Midori Valdivia, a board member nominated by Adams, argued ahead of the vote that yellow taxi drivers have suffered over the last decade, and said they provide an essential service for the city.

“There is a case to be made for a deeply narrow exemption for taxis, I think the board should consider it,” Valdivia said.

Jamie Torres-Springer, the MTA's president of construction and development, said that years of delays to congestion pricing — which state lawmakers first approved in 2019 — have already required the agency to push back some major upgrades to the city's transit network, like adding more modern signal systems on the subway's A and C lines. The tolls are required by law to back $15 billion worth of loans, which accounts for nearly a third of the MTA's 2020-2024 construction program.

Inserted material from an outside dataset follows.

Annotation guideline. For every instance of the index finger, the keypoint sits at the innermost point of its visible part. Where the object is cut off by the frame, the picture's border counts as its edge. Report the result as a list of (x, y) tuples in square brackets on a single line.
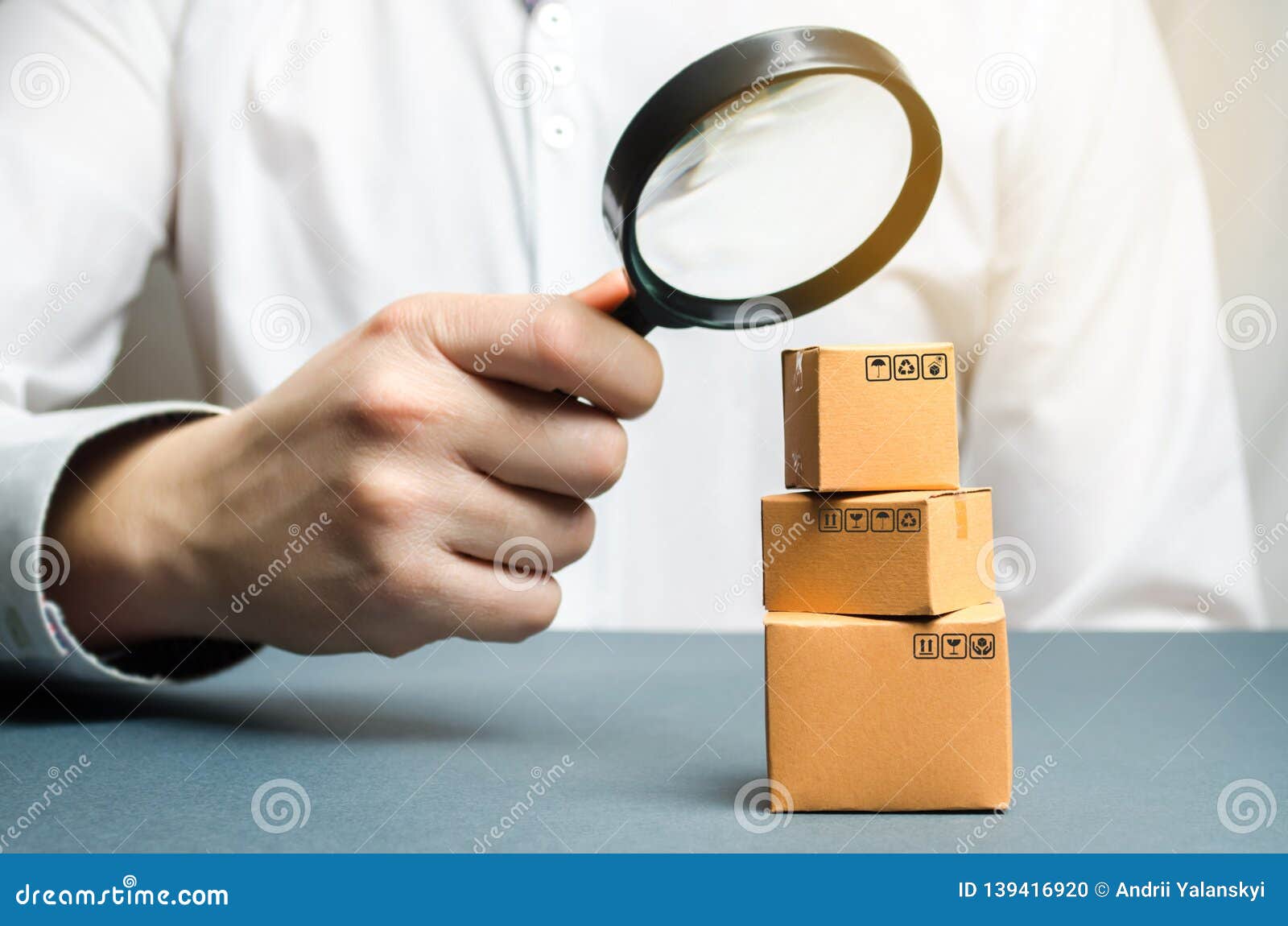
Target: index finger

“We’re working on strategy that could mitigate delays to other projects,” Torres-Springer told the MTA board. He warned that two federal lawsuits filed by lawmakers in New Jersey could further delay the launch of congestion pricing.

Mack, the only board member who voted against the tolls, justified his decision by saying he "wouldn't want to hurt Lower Manhattan."

"I'm just looking out for my fellow Americans," Mack added.

John Banks, a Traffic Mobility Review Board member who helped come up with the toll price recommendations, said he wasn't surprised by the concerns raised during Wednesday's meeting.

"If everyone is mad at you, you've done your job," Banks said.